I almost always ride with a wool blanket on the bottom and a thicker pad on top. The times I've done it with the thick pad on the bottom I've always regretted it because the thick pads are harder to wash.

I exclusively trail ride so I don't worry about show blankets or getting the wool blankets dirty. I just wash them in a tub when they get sweaty and try to keep the thicker pads clean. 

If my bottom blanket is wool and I use a 5-Star on top, I don't think that defeats the purpose as I still have wool next to the horse. The wool breathes better anyway. 

I've really gotten away from synthetic pads with gels and foams and such. Even if you put a wool blanket on the bottom and a synthetic pad on top, I've found the horse sweats more than if you do wool/wool.
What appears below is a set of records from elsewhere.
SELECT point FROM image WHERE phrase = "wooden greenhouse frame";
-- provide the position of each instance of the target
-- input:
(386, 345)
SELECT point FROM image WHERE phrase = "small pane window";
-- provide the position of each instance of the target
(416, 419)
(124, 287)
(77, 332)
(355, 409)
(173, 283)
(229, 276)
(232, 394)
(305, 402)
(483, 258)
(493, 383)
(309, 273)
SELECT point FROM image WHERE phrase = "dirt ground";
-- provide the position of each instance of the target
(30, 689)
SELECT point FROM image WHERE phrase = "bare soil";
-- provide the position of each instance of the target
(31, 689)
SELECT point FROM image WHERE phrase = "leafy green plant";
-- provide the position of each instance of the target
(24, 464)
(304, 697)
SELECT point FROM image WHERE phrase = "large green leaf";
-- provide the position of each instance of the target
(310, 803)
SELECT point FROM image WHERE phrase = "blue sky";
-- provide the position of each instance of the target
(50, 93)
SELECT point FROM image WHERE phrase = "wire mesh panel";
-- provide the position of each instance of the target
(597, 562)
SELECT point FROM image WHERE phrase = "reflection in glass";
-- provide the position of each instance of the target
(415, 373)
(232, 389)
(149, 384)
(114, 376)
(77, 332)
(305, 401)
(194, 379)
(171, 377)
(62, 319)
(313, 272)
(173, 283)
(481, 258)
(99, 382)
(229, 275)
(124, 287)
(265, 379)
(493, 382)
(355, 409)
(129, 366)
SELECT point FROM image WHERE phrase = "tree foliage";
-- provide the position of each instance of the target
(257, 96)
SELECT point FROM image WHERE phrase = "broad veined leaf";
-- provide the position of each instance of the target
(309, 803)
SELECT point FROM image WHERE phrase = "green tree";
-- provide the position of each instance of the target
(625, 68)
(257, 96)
So that's my preference. :smile:


----------



## KigerQueen (Jun 16, 2013)

my fiance dose this. i would not call it a SHOW blanket but its a navajo blanket. he told me why and it honestly makes sence. he has some fluffy pads he uses for his old horse and they are IMPOSSIBLE to clean. there is no washer that can handle it and it would take hours of housing to even clean it much less days for it to dry. the navajo pad you can chuck in a washer and dryer. easier to clean so it helps keep the thick stuffed pad clean for ALOT longer. he has not had to clean said pad in years. now i would NOT tack like that FOR a show but for daily riding and trail riding i get it and with that pad i used to do it. i now use a neoprene pad WITH that pad so i keep the show blanket on the outside. i only use that much padding with the old guy as "holy withers batman" and he is old so his topline is lacking.


----------